While this technique works well to extend the background ranging period for beacons, it’s worth noting that there are plenty of other uses as well. Any long running task that would fail if interrupted can benefit from this. One example is web-service calls. If the app is sent to the background before the response is received the app may need to re-issue the request once it starts again. Not only will this cause a delay to your functionality that happens after the web service completes, but your web server will now have to handle an extra request once your app starts again.

Is This Allowed by Apple?

It is important to note that this technique does not require any special background modes or any special AppStore approval. There doesn’t appear to be any policy limit on requesting this extra three minutes of background running time, you can do it whenever you want. You just need to understand that iOS enforces limits by only granting a maximum of 180 seconds of extra running time before the app would otherwise have been suspended. For those of us building beacons applications, this means we can range for three minutes after detecting a beacon.

Is this three minutes guaranteed, and is it possible to get more? On iOS 8 and iOS 7, the operating system consistently grants an extra three minutes of background running time. But that doesn’t mean Apple can’t change this policy with a future update. On iOS 6, apps could get 10 minutes of background running time using this technique, but Apple quietly reduced this to three minutes starting with iOS 7. It is quite possible the maximum running time could be reduced in a future operating system update.

And while there doesn’t appear to be any official way to get more than three extra minutes of background running time (without declaring background modes), some folks have reported tricks to game the system and extend this further.
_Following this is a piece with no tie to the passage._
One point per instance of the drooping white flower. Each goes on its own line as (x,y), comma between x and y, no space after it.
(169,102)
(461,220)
Just be aware that if you take such an approach, you risk having your app rejected during review – this is probably not a good idea.

Conclusion

By starting a background task, beacon apps can range in the background for up to three minutes each time the app starts or stops seeing a specific beacon region. While this isn’t a perfect solution to the problem of needing to range in the background, it does open up many possibilities. In the gas station use case we mentioned above, if a mobile device that detects the beacon 50 meters away, and approaches the pump at one meter per second, the app will still be ranging in the background when the user is right at the pump. The user can then get the expected experience of being prompted to pay at the pump, instead of awkwardly being prompted to pay when approaching the station from across the street.

Radius Networks is committed to finding solutions for such real-world use cases. By combining well-known technologies with deep experience to make them work, things that initially seem impossible can actually become reality.